After playing all of Twinbeard/Jim Stormdancer's other Pico-8 games, I thought to myself "Self, why not knock off the last two?" And so I did.
Bouncy's Winter Solstice Ride is another holiday-themed game made by Stormdancer as a "greeting card game". This one has you as a cute little rodent of some sort who finds herself bringing her community together by delivering presents to her animal friends and neighbours. She is able to do this because of her own gift, a fancy sled which has fun momentum mechanics and reacts with different surfaces in the snowy glade, especially the frozen-over lake. Navigation is a simple enough task but keeping control of your sled without bumping into every tree on the way is the real challenge. I played this one on my phone thanks to Pico-8's nice touchscreen implementation, although since this game requires holding buttons I encountered some interface issues as the browser kept annoyingly selecting parts of the page, but it didn't stop the game from utterly charming me.
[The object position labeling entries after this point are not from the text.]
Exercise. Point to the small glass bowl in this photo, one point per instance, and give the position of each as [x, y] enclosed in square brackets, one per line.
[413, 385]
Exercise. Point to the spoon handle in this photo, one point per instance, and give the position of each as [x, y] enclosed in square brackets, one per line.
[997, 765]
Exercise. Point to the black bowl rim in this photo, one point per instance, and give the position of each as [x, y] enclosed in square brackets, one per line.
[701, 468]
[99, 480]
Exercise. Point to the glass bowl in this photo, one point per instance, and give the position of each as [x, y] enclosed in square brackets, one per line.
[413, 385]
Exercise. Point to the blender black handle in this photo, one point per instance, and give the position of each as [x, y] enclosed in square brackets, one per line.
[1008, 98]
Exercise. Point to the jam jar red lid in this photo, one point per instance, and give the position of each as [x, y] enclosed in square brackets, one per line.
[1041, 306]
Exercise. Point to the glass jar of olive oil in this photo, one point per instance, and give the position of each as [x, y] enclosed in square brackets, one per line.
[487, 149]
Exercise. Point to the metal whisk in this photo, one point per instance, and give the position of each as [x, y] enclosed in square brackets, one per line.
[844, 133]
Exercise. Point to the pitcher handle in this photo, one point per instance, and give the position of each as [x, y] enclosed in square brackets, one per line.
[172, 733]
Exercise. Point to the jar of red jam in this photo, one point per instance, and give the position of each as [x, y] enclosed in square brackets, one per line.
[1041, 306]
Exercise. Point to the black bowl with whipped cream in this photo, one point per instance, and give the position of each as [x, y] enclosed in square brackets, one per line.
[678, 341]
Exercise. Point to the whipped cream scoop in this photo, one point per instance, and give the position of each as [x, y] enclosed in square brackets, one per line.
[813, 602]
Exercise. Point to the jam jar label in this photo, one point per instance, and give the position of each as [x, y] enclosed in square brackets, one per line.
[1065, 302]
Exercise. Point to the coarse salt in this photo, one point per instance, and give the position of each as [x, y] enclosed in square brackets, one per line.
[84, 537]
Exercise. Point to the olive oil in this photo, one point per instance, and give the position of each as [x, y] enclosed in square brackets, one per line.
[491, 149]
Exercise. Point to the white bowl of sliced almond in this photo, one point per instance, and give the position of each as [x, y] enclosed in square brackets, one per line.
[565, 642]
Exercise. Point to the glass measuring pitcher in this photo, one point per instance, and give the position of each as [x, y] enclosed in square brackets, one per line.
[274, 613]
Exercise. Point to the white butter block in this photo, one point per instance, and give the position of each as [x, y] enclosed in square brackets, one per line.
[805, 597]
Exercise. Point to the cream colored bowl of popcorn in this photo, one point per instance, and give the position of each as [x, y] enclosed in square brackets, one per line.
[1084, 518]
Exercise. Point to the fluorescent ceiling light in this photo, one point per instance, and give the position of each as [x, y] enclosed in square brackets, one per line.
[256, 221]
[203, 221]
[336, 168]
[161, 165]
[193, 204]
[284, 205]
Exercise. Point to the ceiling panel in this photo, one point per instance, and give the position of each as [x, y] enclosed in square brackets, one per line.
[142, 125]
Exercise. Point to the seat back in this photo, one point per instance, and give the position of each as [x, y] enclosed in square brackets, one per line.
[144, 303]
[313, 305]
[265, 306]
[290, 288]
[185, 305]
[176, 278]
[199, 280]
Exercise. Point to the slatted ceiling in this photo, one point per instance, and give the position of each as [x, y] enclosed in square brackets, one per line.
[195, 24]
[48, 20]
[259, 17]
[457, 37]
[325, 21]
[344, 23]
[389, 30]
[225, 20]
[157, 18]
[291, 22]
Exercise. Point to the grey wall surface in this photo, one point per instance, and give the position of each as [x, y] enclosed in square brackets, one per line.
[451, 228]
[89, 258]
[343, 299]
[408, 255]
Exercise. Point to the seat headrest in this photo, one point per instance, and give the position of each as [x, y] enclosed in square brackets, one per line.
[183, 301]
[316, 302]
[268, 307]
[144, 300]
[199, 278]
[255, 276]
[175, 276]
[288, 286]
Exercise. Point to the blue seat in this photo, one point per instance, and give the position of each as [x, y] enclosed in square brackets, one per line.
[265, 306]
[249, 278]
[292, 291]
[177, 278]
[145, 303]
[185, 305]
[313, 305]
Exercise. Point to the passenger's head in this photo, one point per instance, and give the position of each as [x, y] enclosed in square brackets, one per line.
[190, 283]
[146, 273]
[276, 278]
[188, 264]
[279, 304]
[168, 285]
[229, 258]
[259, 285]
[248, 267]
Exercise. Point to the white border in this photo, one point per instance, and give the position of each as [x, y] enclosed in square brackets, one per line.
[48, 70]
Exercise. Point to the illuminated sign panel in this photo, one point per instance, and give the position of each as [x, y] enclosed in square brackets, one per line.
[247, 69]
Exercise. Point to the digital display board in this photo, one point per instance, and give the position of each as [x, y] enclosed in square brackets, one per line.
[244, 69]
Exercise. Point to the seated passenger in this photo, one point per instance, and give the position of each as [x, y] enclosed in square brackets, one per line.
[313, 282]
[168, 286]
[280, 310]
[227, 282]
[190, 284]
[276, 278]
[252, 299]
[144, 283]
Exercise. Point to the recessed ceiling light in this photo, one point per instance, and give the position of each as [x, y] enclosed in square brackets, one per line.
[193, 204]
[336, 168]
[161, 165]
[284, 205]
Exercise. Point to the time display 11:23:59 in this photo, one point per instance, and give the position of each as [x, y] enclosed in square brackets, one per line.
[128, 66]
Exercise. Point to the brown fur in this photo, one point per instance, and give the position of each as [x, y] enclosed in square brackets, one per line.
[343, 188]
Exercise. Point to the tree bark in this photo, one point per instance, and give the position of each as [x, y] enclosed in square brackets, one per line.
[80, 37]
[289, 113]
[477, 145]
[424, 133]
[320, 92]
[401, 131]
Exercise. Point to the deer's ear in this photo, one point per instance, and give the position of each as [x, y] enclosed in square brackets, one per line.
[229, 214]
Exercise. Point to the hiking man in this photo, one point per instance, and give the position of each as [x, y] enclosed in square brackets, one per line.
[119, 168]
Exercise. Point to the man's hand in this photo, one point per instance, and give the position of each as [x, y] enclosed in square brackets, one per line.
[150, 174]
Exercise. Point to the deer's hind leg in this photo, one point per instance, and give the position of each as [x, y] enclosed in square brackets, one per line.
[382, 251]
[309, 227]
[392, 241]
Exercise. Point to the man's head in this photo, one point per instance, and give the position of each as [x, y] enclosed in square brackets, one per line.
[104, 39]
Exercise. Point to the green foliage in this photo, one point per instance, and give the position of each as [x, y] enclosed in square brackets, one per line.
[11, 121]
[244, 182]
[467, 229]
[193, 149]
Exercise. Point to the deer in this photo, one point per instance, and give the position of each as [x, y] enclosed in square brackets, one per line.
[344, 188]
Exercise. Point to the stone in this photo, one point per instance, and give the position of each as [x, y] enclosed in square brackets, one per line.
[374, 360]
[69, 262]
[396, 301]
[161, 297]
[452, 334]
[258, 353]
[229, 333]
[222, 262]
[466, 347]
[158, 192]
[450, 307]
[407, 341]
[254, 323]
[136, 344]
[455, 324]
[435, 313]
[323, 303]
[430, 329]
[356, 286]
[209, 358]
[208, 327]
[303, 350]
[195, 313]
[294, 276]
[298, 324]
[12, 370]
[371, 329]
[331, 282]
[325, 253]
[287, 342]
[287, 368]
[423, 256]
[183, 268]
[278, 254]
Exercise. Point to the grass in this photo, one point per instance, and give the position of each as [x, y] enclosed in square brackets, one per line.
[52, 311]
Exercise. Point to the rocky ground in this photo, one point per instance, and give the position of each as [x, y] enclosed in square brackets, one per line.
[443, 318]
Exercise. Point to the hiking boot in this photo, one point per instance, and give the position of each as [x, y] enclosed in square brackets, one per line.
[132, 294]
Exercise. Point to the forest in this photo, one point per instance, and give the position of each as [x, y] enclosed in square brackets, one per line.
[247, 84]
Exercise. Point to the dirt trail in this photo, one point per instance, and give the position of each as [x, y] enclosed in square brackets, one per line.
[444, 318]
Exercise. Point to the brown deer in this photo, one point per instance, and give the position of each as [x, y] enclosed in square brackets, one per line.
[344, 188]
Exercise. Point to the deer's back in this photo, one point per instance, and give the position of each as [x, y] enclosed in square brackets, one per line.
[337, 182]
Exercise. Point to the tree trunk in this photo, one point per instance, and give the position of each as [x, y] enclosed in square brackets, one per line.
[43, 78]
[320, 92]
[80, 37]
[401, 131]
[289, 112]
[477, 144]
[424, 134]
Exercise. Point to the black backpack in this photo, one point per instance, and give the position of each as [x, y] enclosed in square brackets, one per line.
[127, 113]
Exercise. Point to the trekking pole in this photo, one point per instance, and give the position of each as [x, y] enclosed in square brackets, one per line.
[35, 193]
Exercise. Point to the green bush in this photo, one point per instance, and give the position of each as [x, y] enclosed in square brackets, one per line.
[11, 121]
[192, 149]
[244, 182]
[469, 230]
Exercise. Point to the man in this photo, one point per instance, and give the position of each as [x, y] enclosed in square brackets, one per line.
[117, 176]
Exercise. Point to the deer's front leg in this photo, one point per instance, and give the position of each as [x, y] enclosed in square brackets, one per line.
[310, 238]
Maximum Overdrive 2 was made for PiCoSteveMo (similarly to Look Who's The Shining 2 which I played recently), a Stephen King-themed Pico-8 game jam. Inspired by the only movie King directed, this has a near-future setting where autonomous vehicles have taken over the world. You play as a hapless human born into the labyrinthine wastes of a fully-mechanised Earth, scrounging for bananas which can uniquely disable the tyrannical automobiles.
It plays out as a roguelike in the truest sense, a top-down maze where your enemies can only take a turn stepping across the grid when you do, and where your runs through the game are totally separate. Bananas are at once your weapon, your restorative, and your final score when your run comes to a sticky end. You also have witch's hats to block pursuing cars, roombas, lawnmowers, etc. in the narrow corridors, and a key fob which can reveal their locations through walls. The robotic menaces have vision cones, but even with their predictable paths you can quickly blunder out of stealth mode and into running-for-your-life mode.
For a seemingly simple game keeping on top of these mechanics is tricky, and the number of enemy vehicles quickly ramps up as you progress through floors. Different floors have their own properties in fun ways: lawn floors are swarming with lawnmowers in wide open space, while road floors are a tight maze of narrow streets. For a game jam project this is impressive and has a lot of ideas packed in, maybe too many! Despite setting the pace yourself the game always has a frantic feel which works well. Once again nice one Jim and I hope to see more Pico-8 experiments in the future!